Even if there were borders to my empathy, those borders would most certainly extend into South Carolina. Several of my African ancestors entered this continent through the slave market in Charleston. Their unpaid toil brought wealth to America via Carolina plantations. I am descended from those who survived racial oppression as they built this nation: My 4th great grandfather, who stood on an auction block in South Carolina refusing to be sold without his wife and newborn baby; that newborn baby, my 3rd great grandmother, enslaved for 27 years on a plantation in Rembert, SC where she prayed daily for her children to see freedom; her husband, my 3rd great grandfather, an enslaved plowboy on the same plantation who founded a church on the eve of the Civil War that stands to this day; their son, my great-great grandfather, the one they called “Free Baby” because he was their first child born free, all in South Carolina.

You see, I know my history and my heritage. The Confederacy is neither the only legacy of the south nor an admirable one. The southern heritage I embrace is the legacy of a people unbowed by racial oppression. It includes towering figures of the Civil Rights Movement like Ida B. Wells, Martin Luther King, Jr., Fannie Lou Hamer, Rosa Parks, Medgar Evers and Ella Baker. It includes the many people who rarely make the history books but without whom there is no movement. It includes pillars of the community like Rev. Clementa Pinckney and Emmanuel AME Church.
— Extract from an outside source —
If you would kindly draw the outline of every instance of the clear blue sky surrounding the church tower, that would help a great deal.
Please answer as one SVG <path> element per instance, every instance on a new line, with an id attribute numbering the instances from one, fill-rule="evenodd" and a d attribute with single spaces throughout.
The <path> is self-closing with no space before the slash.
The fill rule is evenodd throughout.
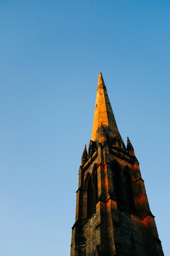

The history of the South is also in many ways complex and full of inconvenient truths. But in order to move into the future we must reckon with the past. That’s why I commend people like Sen. Paul Thurmond for having the courage to speak truth in this moment.

Words cannot express how deeply touched I am to see how yesterday’s action inspired so many. The artwork, poems, music and memes are simply beautiful! I am also deeply grateful to those who have generously donated to the defense fund established in my name and to those who have offered to cover my legal expenses.

As you are admiring my courage in that moment, please remember that this is not, never has been and never should be just about one woman. This action required collective courage just as this movement requires collective courage. Not everyone who participated in the strategizing for this non-violent direct action volunteered to have their names in the news so I will respect their privacy. Nonetheless, I’m honored to be counted among the many freedom fighters, both living and dead.

I see no greater moral cause than liberation, equality and justice for all God’s people. What better reason to risk your own freedom than to fight for the freedom of others? That’s the moral courage demonstrated yesterday by James Ian Tyson who helped me across the fence and stood guard as I climbed. History will rightly remember him alongside the many white allies who, over the centuries, have risked their own safety in defense of black life and in the name of racial equality.

While I remain highly critical of the nature of policing itself in the United States, both the police and the jailhouse personnel I encountered on Saturday were nothing short of professional in their interactions with me. I know there was some concern from supporters on the outside that I might be harmed while in police custody, but that was not the case.

It is important to remember that our struggle doesn’t end when the flag comes down. The Confederacy is a southern thing, but white supremacy is not. Our generation has taken up the banner to fight battles many thought were won long ago. We must fight with all vigor now so that our grandchildren aren’t still fighting these battles in another 50 years. Black Lives Matter. This is non-negotiable.

I encourage everyone to understand the history, recognize the problems of the present and take action to show the world that the status quo is not acceptable. The last few days have confirmed to me that people understand the importance of action and are ready to take such action. Whether the topic is trending nationally or it’s an issue affecting our local communities, those of us who are conscious must do what is right in this moment. And we must do it without fear. New eras require new models of leadership. This is a multi-leader movement. I believe that. I stand by that. I am because we are. I am one of many.

This moment is a call to action for us all. All honor and praise to God.